Comments are run through a Cluster Engine that computes a cluster assignment and a 3D coordinate for each comment. We then use the assignment and coordinate to map out the comments in a 3D visualization that helps discover anomalous content groups.
We compute content clusters as comments are streamed in. To compute clusters, we first generate a text-embedding of each comment. Comments are assigned to clusters by running mini-batch k-means on a sliding window of the last 100 comments.
Next up, we want to visualize the clusters in an interpretable way. We run principal component analysis to project the 768-dimensional text embeddings into 3 components. Then we can map each comment into a three dimensional space, where we have a spatial representation of each.

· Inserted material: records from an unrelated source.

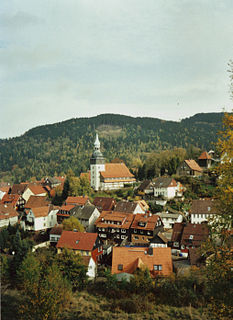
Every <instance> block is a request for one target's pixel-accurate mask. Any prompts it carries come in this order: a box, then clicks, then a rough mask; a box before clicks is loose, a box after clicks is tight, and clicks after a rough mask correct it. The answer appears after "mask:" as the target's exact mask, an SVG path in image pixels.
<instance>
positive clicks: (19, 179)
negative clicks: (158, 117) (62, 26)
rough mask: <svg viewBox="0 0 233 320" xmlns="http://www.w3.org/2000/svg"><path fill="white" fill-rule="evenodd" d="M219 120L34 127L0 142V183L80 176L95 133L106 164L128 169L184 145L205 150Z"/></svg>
mask: <svg viewBox="0 0 233 320" xmlns="http://www.w3.org/2000/svg"><path fill="white" fill-rule="evenodd" d="M222 117H223V113H201V114H196V115H194V116H193V117H190V118H186V119H184V120H182V121H181V122H174V121H165V120H160V119H155V118H140V117H137V118H133V117H129V116H124V115H116V114H103V115H99V116H96V117H92V118H77V119H70V120H68V121H64V122H59V123H55V124H50V125H43V126H39V127H36V128H33V129H31V130H29V131H27V132H26V133H25V134H24V135H22V136H20V137H16V138H11V139H4V140H0V179H2V178H3V179H4V180H7V179H10V178H12V177H13V180H14V181H18V180H21V181H22V180H26V179H29V178H30V177H33V176H35V177H37V178H41V177H43V176H45V175H55V174H61V173H63V172H64V173H65V172H67V170H68V169H69V168H72V169H73V171H74V172H75V173H76V174H79V173H80V172H81V171H86V170H87V169H88V167H89V158H90V156H91V154H92V151H93V143H94V140H95V132H96V131H97V132H98V133H99V137H100V142H101V151H102V152H103V154H104V156H105V158H106V160H111V159H113V158H116V157H118V158H121V159H123V160H125V161H126V163H127V164H128V165H131V163H132V161H133V159H134V158H141V159H142V160H144V159H145V157H146V155H147V154H148V153H150V152H154V151H156V150H159V149H160V150H161V149H169V148H173V147H175V146H176V147H184V148H188V147H189V146H190V145H193V146H196V147H199V148H201V149H203V150H205V149H210V148H213V145H214V143H215V142H216V140H217V132H218V131H219V130H220V128H221V123H222ZM11 180H12V179H11Z"/></svg>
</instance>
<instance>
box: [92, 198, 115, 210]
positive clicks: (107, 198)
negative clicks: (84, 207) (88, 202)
mask: <svg viewBox="0 0 233 320" xmlns="http://www.w3.org/2000/svg"><path fill="white" fill-rule="evenodd" d="M93 204H94V205H95V206H96V207H97V208H98V210H99V211H111V210H113V208H114V206H115V204H116V200H115V199H113V198H106V197H96V198H95V199H94V201H93Z"/></svg>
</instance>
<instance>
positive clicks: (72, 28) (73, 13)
mask: <svg viewBox="0 0 233 320" xmlns="http://www.w3.org/2000/svg"><path fill="white" fill-rule="evenodd" d="M232 17H233V1H232V0H221V1H219V0H195V1H193V0H1V6H0V138H9V137H14V136H18V135H21V134H23V133H24V132H25V131H27V130H29V129H30V128H33V127H35V126H38V125H43V124H48V123H55V122H60V121H64V120H67V119H70V118H79V117H91V116H96V115H98V114H103V113H115V114H125V115H130V116H134V117H136V116H140V117H143V116H144V117H154V118H160V119H164V120H174V121H179V120H180V119H183V118H186V117H190V116H192V115H194V114H196V113H200V112H222V111H223V110H225V111H231V110H232V109H233V101H232V99H231V98H230V80H229V72H227V70H228V63H229V61H230V60H231V59H233V18H232Z"/></svg>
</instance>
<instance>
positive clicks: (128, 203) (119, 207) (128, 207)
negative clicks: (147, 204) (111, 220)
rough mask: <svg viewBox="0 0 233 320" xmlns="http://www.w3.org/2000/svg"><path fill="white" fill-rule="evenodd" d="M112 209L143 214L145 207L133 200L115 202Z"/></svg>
mask: <svg viewBox="0 0 233 320" xmlns="http://www.w3.org/2000/svg"><path fill="white" fill-rule="evenodd" d="M114 211H117V212H125V213H132V214H137V213H141V214H144V213H145V208H144V207H142V206H141V205H140V203H138V202H136V201H134V202H130V201H119V202H117V204H116V206H115V208H114Z"/></svg>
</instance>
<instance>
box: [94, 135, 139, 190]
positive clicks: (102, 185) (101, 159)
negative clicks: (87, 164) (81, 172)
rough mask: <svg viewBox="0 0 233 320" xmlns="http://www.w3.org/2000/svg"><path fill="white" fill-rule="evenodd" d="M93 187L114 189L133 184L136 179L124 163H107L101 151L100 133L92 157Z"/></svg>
mask: <svg viewBox="0 0 233 320" xmlns="http://www.w3.org/2000/svg"><path fill="white" fill-rule="evenodd" d="M90 171H91V187H92V188H93V189H94V190H96V191H97V190H114V189H120V188H123V187H124V186H125V185H126V184H133V183H134V182H135V181H136V179H135V178H134V175H133V174H132V173H131V172H130V171H129V169H128V168H127V167H126V165H125V164H124V163H105V160H104V157H103V155H102V153H101V151H100V142H99V138H98V134H96V140H95V143H94V152H93V154H92V156H91V159H90Z"/></svg>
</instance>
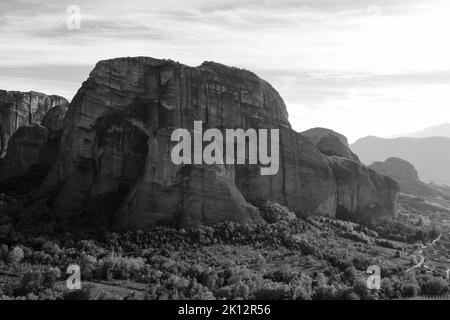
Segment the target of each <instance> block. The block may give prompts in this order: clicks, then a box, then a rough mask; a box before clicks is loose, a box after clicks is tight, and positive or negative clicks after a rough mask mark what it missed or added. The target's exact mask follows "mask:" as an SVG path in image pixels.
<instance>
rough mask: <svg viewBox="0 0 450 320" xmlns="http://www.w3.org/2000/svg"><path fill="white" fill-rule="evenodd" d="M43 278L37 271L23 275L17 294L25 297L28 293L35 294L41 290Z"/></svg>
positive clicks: (30, 272) (17, 291)
mask: <svg viewBox="0 0 450 320" xmlns="http://www.w3.org/2000/svg"><path fill="white" fill-rule="evenodd" d="M43 282H44V277H43V276H42V273H41V272H39V271H31V272H27V273H25V274H24V275H23V277H22V279H21V281H20V285H19V287H18V290H17V293H18V294H19V295H27V294H29V293H34V294H37V293H38V292H39V290H41V289H42V287H43Z"/></svg>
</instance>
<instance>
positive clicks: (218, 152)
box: [171, 121, 280, 175]
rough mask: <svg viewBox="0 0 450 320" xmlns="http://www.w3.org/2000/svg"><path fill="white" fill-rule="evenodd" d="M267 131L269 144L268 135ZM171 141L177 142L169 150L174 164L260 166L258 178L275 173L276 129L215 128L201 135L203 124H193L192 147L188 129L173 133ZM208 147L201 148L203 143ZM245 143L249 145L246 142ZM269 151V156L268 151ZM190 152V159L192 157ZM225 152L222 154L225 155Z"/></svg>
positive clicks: (223, 154)
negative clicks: (234, 164)
mask: <svg viewBox="0 0 450 320" xmlns="http://www.w3.org/2000/svg"><path fill="white" fill-rule="evenodd" d="M269 131H270V143H269V141H268V140H269V135H268V133H269ZM171 140H172V141H176V142H178V143H177V144H176V145H175V146H174V147H173V149H172V152H171V159H172V162H173V163H174V164H177V165H180V164H235V163H236V164H258V162H259V164H261V165H262V167H261V168H260V173H261V175H274V174H277V173H278V169H279V165H280V159H279V158H280V157H279V140H280V135H279V129H270V130H268V129H258V130H255V129H247V130H245V131H244V130H243V129H225V139H224V136H223V133H222V131H220V130H219V129H215V128H210V129H207V130H205V131H204V132H203V126H202V121H194V139H193V140H194V141H193V142H194V146H193V148H192V138H191V133H190V132H189V130H188V129H176V130H174V131H173V132H172V136H171ZM204 142H209V144H208V145H207V146H206V147H205V148H204V149H203V143H204ZM247 142H248V143H247ZM269 148H270V153H269V152H268V151H269ZM192 150H193V153H194V154H193V157H192ZM224 151H225V155H224Z"/></svg>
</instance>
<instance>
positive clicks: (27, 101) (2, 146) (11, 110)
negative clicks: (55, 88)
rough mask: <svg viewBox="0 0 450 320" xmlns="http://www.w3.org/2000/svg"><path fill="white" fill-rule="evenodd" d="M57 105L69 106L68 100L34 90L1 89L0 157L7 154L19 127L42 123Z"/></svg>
mask: <svg viewBox="0 0 450 320" xmlns="http://www.w3.org/2000/svg"><path fill="white" fill-rule="evenodd" d="M57 105H62V106H67V105H68V101H67V100H66V99H65V98H63V97H60V96H55V95H52V96H48V95H45V94H43V93H39V92H33V91H30V92H18V91H5V90H0V141H1V143H0V158H1V157H4V156H5V153H6V148H7V145H8V141H9V139H10V138H11V136H12V135H13V134H14V132H16V131H17V129H19V128H20V127H21V126H26V125H32V124H40V123H41V121H42V119H43V118H44V116H45V114H46V113H47V112H48V111H49V110H50V109H51V108H53V107H55V106H57Z"/></svg>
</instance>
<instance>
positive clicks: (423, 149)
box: [350, 125, 450, 185]
mask: <svg viewBox="0 0 450 320" xmlns="http://www.w3.org/2000/svg"><path fill="white" fill-rule="evenodd" d="M444 126H446V125H443V126H439V128H440V129H437V130H434V129H432V128H429V129H426V130H423V131H421V133H420V134H424V132H429V133H430V132H437V131H439V130H442V128H444ZM435 128H438V127H435ZM441 132H443V131H441ZM417 134H419V133H417ZM350 148H351V149H352V151H353V152H354V153H356V154H357V155H358V157H359V158H360V160H361V162H363V163H365V164H367V165H370V164H372V163H373V162H375V161H381V162H383V161H385V160H386V159H388V158H391V157H396V158H401V159H404V160H406V161H408V162H410V163H411V164H412V165H413V166H414V167H415V168H416V169H417V171H418V172H419V177H420V179H421V180H423V181H425V182H434V183H437V184H446V185H450V138H449V137H436V136H432V137H425V138H410V137H401V138H393V139H388V138H379V137H373V136H369V137H366V138H362V139H359V140H357V141H356V142H355V143H353V144H352V145H351V146H350Z"/></svg>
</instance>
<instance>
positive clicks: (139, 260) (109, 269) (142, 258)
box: [99, 256, 145, 280]
mask: <svg viewBox="0 0 450 320" xmlns="http://www.w3.org/2000/svg"><path fill="white" fill-rule="evenodd" d="M99 264H100V266H101V267H102V268H103V269H104V270H105V272H106V273H111V274H112V276H113V277H114V278H115V279H123V280H128V279H130V278H136V277H138V276H139V275H140V273H141V271H143V270H144V268H145V262H144V259H143V258H141V257H139V258H126V257H121V256H118V257H114V256H108V257H105V258H103V259H102V260H100V262H99Z"/></svg>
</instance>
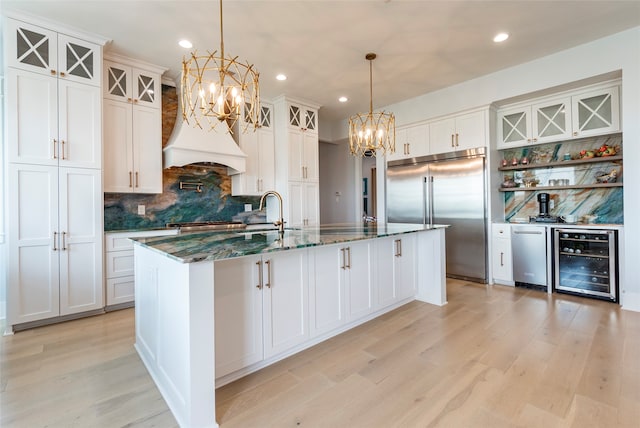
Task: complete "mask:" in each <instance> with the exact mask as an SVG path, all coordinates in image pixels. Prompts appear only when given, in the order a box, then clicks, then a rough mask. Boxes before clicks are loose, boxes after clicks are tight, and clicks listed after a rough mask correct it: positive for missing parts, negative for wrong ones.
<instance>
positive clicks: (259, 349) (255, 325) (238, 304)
mask: <svg viewBox="0 0 640 428" xmlns="http://www.w3.org/2000/svg"><path fill="white" fill-rule="evenodd" d="M263 269H264V267H263V263H262V258H261V257H260V256H255V257H242V258H238V259H227V260H220V261H218V262H216V263H215V268H214V276H215V288H214V293H215V312H214V314H215V319H216V322H215V338H216V345H215V346H216V347H215V349H216V378H220V377H222V376H225V375H228V374H229V373H232V372H234V371H236V370H240V369H242V368H244V367H247V366H250V365H251V364H254V363H257V362H260V361H262V360H263V358H264V348H263V308H262V302H263V287H264V282H263V278H262V277H263V275H264V272H263Z"/></svg>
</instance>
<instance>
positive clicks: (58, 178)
mask: <svg viewBox="0 0 640 428" xmlns="http://www.w3.org/2000/svg"><path fill="white" fill-rule="evenodd" d="M9 182H10V183H12V191H10V192H9V195H8V197H9V219H8V220H9V224H11V225H12V227H10V228H9V284H10V286H9V287H8V289H7V295H8V302H9V304H8V305H7V306H8V308H7V309H8V323H9V325H11V326H14V325H16V324H21V323H26V322H32V321H38V320H43V319H47V318H53V317H58V316H64V315H70V314H75V313H80V312H87V311H91V310H97V309H101V308H102V307H103V306H104V305H103V289H102V183H101V175H100V170H96V169H86V168H62V167H61V168H58V167H55V166H49V165H30V164H10V166H9Z"/></svg>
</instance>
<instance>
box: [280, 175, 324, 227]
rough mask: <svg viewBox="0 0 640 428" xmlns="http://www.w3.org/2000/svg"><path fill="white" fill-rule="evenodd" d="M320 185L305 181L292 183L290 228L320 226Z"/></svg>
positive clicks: (288, 220)
mask: <svg viewBox="0 0 640 428" xmlns="http://www.w3.org/2000/svg"><path fill="white" fill-rule="evenodd" d="M319 192H320V185H319V184H318V183H308V182H304V181H290V182H289V189H288V193H287V196H288V199H289V220H288V223H287V226H288V227H300V226H316V225H318V224H320V205H319V201H320V194H319Z"/></svg>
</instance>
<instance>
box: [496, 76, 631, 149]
mask: <svg viewBox="0 0 640 428" xmlns="http://www.w3.org/2000/svg"><path fill="white" fill-rule="evenodd" d="M618 84H619V81H614V82H608V83H604V84H598V85H592V86H590V87H588V88H582V89H579V90H572V91H566V92H563V93H559V94H555V95H552V96H549V97H544V98H537V99H533V100H530V101H527V102H523V103H519V104H515V105H509V106H504V107H502V108H500V109H499V110H498V115H497V116H498V144H497V148H498V149H501V150H502V149H509V148H512V147H520V146H524V145H528V144H542V143H548V142H554V141H563V140H570V139H572V138H583V137H588V136H593V135H602V134H610V133H613V132H619V131H620V100H619V86H618Z"/></svg>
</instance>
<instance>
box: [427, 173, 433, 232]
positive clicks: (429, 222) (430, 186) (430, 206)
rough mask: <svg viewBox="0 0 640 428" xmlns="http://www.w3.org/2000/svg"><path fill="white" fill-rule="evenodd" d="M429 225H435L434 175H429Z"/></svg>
mask: <svg viewBox="0 0 640 428" xmlns="http://www.w3.org/2000/svg"><path fill="white" fill-rule="evenodd" d="M428 187H429V226H433V208H434V207H433V176H431V175H430V176H429V186H428Z"/></svg>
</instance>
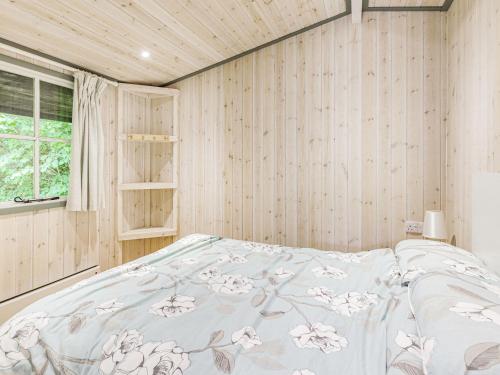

Multi-tier policy evaluation
As each comment comes in, we want to know:
- Does this comment violate our existing policy?
- When looking at a group of similar comments, is there a clear violation that our existing policy missed?
First, we pass in a generic spam-policy to the open source safeguard model to categorize each incoming comment as safe/unsafe based on its spam severity. Then we can use our content clusters to detect coordinated spam activity that our policy missed. For each anomalous cluster, we can send a sample of comments to a second content cluster policy that specifically looks for coordinated spam activity.
The idea is simply to find potential violations that may not be obvious when looking at an individual comment alone. With a multi-tier policy evaluation we still classify each incoming piece of content as safe/unsafe, but also use our clustering engine and a second-level of policy evaluation to detect coordinated behavior.
Results

We streamed comments from our Dataset into Content Radar. Each comment was passed through the clustering engine and multi-tier policy evaluation. We used two policies for the multi-tier policy evaluation, an example prompt for spam detection for content classification, and a prompt explicitly looking for coordinated behavior as the second pass.
All comments were marked safe by our spam policy evaluation. Yet, our clustering engine and multi-step policy evaluation correctly identified the coordinated spam attack in our dataset. This shows a proof of concept for detecting bad actors with a distributed impact across a platform.

Next Steps
How can we use this approach to help Trust and Safety teams on internet-scale platforms? Some potential next steps include:
- Evaluate feasibility of real-time content clustering at scale. Perhaps batch clustering is sufficient.
- Is it feasible to find a stable alerting threshold or trigger? We found appropriate thresholds for this dataset, but we’d need to evaluate how anomaly detection and alerting would work in production.
- Evaluate effectiveness of multi-tier policy evaluation for content and content clusters
We hope this demonstrated a potential direction for AI moderation tooling. Let us know what you think!